Paremos por um momento para ponderar a crassa ineficiência que tal impõe à sociedade, da perspectiva da conceptualização, com o intuito de permitir que os donos do capital extraiam as suas mais valias a partir de todos nós. A função do dinheiro tal qual se compreende devia ter por base os fluxos horizontais, e não, de todo, o seu armazenamento. O facto de as reservas de determinado tamanho serem um pré-requisito para obter uma licença que nos permita exercer funções monetárias – fazendo assim com que essa função seja fonte de renda para os proprietários dessas reservas – é um problema.
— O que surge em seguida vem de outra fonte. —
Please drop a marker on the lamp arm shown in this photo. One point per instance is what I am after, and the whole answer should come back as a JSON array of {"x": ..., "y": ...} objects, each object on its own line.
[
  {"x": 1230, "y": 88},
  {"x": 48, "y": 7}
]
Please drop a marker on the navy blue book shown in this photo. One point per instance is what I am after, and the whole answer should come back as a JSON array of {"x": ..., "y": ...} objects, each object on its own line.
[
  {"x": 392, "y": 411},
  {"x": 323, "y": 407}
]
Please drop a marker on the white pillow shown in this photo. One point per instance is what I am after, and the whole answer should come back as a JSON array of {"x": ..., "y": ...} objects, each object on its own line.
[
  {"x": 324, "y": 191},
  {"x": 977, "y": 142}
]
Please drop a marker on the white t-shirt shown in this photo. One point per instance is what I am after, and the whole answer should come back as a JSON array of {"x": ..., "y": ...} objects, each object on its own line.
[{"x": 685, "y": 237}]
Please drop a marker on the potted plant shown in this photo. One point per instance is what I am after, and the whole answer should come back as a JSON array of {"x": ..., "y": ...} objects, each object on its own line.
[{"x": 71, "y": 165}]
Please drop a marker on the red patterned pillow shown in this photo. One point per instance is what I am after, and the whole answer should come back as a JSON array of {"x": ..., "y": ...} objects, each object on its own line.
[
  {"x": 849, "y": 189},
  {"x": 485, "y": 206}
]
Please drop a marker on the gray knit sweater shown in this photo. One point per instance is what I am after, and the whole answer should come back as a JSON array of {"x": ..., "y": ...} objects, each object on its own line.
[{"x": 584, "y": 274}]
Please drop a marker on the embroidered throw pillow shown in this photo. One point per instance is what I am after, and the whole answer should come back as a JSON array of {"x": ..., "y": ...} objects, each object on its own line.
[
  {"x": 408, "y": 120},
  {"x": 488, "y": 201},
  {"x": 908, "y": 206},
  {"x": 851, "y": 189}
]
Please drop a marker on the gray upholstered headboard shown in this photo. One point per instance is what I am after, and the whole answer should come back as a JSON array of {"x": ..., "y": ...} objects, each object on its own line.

Tal resume-se ao facto da função de prover liquidez e manter as coisas a andar – uma função que por direito devia ser organizada de modo horizontal e cooperativo como bem social comum, sem outro custo além da administração dos zeros e uns da base de dados – foi circunscrita. E do mesmo modo que a classe que circunscreveu os baldios utilizou o seu monopólio sobre as terras para extrair rendas daqueles que as trabalhavam (e ainda o continua a fazer!), a classe que circunscreveu o crédito e o dinheiro que seriam bens comuns extrai rendas das nossas andanças.
Em 1649 em St. George Hill, na Inglaterra, um grupo de camponeses sem terra que dava pelo nome de Cavadores disse aos senhorios que “as vossas reivindicações sobre estas terras têm por base o roubo, e como tal declaramo-las nulas e abolidas.” Deitaram abaixo as cercas e começaram a cultivar essas terras. É altura de fazermos o mesmo com o dinheiro.